Fantasy sports are legal because they were determined to be a game of “skill,” not a game of chance. If fantasy football is a game of skill, then sports betting should have always been legal, while casino games and state lotteries — games of chance — should be illegal, because there are professional sports bettors who are skilled enough to come out on top.
If the government is trying to protect the poorest, most vulnerable from losing, their lotteries should be the first to go.
I have yet to discover a moral or social distinction between gambling on dice and gambling on players or horses, but apparently there’s one in the land of the free.
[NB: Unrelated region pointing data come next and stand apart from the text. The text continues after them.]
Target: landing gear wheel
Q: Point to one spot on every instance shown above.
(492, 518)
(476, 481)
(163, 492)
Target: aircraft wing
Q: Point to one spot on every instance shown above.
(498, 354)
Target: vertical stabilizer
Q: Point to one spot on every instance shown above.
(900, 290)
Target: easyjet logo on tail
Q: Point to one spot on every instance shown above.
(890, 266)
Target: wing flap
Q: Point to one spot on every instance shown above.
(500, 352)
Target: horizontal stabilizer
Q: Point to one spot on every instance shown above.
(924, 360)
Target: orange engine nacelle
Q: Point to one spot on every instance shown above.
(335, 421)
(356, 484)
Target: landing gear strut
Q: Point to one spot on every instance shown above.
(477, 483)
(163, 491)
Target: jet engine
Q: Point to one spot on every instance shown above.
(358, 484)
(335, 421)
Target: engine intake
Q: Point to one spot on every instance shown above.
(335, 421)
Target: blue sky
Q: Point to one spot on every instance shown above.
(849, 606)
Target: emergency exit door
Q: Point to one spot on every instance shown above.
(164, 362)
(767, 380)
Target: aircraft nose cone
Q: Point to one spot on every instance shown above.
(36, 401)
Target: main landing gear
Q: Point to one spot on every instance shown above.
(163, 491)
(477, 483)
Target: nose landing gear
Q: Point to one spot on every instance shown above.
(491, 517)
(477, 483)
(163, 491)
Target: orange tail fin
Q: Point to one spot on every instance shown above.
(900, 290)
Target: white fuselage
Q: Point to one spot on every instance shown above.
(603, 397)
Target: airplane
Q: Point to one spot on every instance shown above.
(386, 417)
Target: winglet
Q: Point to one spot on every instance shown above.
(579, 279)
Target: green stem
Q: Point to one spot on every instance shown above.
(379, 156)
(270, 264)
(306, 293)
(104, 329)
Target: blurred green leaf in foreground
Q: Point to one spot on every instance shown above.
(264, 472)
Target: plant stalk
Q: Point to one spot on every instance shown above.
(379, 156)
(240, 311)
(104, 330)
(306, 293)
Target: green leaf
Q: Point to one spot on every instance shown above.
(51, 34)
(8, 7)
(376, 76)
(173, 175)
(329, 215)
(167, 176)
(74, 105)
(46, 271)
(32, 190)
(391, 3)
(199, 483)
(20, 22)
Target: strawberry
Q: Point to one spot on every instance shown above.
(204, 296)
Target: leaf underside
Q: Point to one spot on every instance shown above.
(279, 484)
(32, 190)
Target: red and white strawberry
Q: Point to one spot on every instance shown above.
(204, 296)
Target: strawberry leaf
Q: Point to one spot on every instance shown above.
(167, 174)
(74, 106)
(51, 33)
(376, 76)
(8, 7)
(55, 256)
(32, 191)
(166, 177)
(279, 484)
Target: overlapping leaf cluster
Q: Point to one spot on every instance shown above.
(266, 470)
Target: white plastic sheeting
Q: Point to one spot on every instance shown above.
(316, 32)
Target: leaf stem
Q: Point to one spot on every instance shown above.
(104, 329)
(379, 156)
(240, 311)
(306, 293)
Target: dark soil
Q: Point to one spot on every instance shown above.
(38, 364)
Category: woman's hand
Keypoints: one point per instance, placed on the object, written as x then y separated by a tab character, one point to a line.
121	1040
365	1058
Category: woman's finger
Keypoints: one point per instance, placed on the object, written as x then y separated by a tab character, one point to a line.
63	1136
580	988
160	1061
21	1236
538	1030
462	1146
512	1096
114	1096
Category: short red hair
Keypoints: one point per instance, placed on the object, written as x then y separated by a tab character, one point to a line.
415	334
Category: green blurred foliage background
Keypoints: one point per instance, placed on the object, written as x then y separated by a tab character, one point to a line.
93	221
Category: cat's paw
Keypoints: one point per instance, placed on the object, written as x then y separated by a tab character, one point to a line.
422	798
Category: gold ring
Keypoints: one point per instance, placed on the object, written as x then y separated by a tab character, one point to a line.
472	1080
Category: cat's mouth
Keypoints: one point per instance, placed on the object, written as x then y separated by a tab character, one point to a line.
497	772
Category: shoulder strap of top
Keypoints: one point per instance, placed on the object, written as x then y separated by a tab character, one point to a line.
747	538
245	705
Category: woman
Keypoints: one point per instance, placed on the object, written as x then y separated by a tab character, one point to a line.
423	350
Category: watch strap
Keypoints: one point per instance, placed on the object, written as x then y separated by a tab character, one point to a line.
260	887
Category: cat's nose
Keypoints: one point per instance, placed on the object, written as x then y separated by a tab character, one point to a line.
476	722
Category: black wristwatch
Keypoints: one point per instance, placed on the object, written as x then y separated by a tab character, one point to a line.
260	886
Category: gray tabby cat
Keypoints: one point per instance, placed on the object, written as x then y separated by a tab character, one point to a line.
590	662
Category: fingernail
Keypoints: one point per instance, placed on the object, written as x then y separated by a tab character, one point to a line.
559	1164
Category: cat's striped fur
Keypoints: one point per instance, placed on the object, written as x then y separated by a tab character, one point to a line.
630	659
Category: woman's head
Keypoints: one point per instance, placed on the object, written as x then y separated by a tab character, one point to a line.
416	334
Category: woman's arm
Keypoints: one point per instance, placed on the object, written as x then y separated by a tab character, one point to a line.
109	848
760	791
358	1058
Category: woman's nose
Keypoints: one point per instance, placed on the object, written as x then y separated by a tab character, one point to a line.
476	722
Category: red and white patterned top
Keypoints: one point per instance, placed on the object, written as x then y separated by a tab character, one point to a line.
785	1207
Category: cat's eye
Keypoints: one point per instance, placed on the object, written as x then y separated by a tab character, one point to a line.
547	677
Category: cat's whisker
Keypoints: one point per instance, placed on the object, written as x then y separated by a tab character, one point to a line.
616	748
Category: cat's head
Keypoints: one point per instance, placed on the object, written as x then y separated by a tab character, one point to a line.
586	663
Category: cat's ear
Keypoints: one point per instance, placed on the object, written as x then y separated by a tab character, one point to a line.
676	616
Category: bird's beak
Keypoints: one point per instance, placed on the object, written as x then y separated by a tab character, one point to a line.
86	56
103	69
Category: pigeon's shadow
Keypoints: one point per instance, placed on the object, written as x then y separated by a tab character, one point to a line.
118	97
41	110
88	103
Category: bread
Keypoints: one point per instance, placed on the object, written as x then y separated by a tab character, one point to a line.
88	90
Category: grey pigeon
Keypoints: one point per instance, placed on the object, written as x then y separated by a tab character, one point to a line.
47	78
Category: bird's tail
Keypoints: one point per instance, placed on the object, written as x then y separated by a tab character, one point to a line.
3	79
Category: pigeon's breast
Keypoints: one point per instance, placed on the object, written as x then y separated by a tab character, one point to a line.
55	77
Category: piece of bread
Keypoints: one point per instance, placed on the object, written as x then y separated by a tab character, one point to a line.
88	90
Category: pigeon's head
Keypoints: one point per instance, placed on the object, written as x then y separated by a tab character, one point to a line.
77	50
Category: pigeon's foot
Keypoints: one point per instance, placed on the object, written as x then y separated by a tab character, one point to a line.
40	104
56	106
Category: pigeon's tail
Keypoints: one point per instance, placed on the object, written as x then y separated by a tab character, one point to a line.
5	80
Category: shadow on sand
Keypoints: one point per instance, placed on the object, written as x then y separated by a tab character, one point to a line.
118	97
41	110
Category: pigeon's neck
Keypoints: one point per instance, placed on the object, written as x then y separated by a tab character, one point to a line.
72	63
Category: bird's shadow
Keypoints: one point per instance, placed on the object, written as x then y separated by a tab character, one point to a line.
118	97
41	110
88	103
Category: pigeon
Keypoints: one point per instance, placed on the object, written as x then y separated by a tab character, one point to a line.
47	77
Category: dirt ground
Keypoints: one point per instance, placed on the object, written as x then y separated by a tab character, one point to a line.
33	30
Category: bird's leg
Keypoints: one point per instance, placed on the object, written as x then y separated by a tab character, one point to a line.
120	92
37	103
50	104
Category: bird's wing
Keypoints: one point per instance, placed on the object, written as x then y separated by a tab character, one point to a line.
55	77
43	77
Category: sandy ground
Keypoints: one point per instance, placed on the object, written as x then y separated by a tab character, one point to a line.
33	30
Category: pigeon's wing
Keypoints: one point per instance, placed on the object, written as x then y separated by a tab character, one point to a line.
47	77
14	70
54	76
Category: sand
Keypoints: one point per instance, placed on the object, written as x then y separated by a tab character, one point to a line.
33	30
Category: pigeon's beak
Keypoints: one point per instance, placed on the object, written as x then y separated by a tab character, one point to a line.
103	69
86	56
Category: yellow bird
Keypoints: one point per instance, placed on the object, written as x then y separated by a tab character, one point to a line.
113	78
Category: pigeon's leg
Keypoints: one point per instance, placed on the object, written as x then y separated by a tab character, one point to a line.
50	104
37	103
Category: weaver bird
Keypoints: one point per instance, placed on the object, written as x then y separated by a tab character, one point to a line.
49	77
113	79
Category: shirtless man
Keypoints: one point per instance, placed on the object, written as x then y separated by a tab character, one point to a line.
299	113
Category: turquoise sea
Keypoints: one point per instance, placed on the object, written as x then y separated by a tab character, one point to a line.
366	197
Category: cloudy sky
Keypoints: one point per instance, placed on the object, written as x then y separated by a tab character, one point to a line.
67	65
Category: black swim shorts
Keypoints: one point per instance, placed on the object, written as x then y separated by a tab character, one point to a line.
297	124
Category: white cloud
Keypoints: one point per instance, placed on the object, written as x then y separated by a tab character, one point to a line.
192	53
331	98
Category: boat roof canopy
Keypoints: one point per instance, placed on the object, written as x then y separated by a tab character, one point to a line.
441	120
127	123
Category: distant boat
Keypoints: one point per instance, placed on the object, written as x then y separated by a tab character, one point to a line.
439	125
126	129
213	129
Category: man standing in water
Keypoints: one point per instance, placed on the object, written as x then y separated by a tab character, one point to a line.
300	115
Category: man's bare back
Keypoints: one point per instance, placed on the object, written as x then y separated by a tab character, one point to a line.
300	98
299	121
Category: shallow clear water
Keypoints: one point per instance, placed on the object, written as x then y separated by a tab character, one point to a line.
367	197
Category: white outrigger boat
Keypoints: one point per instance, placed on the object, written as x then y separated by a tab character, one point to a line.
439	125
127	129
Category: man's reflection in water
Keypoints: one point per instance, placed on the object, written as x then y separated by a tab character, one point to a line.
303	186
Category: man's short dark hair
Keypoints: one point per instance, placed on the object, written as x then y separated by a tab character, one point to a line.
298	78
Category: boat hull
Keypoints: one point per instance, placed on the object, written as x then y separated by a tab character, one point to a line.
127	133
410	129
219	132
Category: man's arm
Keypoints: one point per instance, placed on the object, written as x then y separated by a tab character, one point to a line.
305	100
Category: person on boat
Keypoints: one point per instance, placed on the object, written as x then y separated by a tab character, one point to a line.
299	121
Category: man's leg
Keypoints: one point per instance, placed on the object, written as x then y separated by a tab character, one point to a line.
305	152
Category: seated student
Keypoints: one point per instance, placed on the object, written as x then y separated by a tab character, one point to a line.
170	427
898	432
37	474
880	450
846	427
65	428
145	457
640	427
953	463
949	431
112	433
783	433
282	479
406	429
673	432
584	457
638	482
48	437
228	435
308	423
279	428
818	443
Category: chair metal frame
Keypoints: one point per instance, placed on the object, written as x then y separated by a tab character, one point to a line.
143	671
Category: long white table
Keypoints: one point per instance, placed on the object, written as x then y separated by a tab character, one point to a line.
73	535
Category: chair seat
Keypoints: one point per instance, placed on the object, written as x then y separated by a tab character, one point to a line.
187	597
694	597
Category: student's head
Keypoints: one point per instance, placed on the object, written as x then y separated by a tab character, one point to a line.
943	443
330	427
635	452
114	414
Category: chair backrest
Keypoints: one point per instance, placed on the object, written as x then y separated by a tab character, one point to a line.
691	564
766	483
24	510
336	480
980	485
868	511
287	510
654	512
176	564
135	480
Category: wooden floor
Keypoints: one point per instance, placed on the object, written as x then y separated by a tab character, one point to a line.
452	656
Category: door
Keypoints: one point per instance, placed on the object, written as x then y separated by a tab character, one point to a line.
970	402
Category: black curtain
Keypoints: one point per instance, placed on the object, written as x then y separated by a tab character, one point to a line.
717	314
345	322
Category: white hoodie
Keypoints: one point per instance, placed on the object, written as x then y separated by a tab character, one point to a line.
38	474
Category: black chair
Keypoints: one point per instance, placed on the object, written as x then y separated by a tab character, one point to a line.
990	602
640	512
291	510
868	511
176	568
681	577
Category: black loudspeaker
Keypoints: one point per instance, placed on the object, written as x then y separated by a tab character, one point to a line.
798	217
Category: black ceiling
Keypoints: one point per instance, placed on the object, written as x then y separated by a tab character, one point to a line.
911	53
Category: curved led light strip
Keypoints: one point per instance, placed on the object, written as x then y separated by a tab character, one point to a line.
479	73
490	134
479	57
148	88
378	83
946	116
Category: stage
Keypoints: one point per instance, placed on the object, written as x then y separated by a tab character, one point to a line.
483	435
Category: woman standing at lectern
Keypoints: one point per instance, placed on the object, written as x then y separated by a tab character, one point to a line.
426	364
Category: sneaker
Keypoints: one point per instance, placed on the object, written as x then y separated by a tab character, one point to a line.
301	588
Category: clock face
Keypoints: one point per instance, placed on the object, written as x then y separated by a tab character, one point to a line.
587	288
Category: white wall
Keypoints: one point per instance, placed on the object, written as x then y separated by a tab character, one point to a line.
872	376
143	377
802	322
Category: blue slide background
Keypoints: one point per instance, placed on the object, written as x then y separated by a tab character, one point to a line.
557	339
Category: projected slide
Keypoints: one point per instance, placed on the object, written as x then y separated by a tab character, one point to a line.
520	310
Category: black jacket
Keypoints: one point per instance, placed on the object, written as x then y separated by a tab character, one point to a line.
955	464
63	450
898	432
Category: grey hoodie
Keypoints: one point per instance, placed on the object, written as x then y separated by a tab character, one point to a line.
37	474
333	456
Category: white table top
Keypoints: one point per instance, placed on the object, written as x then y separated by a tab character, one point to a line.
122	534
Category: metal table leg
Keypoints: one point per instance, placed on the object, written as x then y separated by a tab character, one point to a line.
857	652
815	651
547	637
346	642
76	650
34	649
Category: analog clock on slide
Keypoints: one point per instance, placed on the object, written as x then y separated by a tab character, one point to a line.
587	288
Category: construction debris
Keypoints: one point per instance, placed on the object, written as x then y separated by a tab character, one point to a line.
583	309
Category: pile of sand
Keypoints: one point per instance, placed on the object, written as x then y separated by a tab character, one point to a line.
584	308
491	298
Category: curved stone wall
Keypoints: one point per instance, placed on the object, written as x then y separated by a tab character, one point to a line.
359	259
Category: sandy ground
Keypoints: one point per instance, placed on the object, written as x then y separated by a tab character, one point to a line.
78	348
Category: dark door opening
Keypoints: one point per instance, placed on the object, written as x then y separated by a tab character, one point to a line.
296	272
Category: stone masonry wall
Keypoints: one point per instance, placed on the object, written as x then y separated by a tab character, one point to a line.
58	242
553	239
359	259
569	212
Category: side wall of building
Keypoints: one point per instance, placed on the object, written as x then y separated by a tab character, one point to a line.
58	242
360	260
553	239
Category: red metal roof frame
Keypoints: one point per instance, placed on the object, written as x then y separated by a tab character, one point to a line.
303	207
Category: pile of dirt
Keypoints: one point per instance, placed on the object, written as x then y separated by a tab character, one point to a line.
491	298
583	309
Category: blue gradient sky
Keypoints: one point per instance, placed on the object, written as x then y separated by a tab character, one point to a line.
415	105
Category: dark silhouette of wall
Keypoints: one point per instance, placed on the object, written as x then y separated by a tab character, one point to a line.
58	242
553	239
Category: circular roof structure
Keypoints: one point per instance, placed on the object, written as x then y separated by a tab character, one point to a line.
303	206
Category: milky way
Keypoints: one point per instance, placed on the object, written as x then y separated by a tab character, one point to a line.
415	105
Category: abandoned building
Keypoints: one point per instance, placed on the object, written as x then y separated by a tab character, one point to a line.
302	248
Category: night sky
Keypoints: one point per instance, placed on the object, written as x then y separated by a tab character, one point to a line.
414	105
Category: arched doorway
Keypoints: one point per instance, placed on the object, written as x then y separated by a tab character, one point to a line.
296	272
The truth is this distinction is a matter of what politicians arbitrarily determine to be morally corrupt and dangerous versus what is entertainment — or at least what their base believes is a vice or sin. But the ban on sports betting ultimately boils down to the government dictating how you can and can’t spend your money.
If you ask someone who has placed a $2 bet on a Derby horse, or had Villanova in their office pool this year, they might tell you they didn’t bet to get rich, but because they enjoyed the entertainment.
It is fair for lawmakers to be concerned about the harmful, even addicting, effects of sports betting — someone will surely lose their savings and cause their family hardship. But that happens now. At least, legalizing sports betting would provide more money to help gambling addicts.
The revenues created from taxing sports betting are needed. In Kentucky, where we face a pension crisis, opioid epidemic and countless other issues that come from being a poor state, we cannot refuse free money.
Lawmakers do have a choice:
Pretend this “criminal” activity isn’t going on, and argue that they’re saving the poor, weak gambling addict and his family… or fund the state pension systems, better fund public education, improve the state’s infrastructure — while also committing some new revenue to assist with gambling addiction.
Sports betting will become legal in other states around Kentucky. To not jump on board, even in a limited capacity, would be giving those states our money.
Gov. Matt Bevin’s initial response to the news was that he is “agnostic” and would look at lawmakers’ proposals before making a determination.
This is the opposite of leadership.
This is yet another example of our state being controlled by one man’s personal, religious objections and future political ambitions, at the expense of common-sense, responsible governance.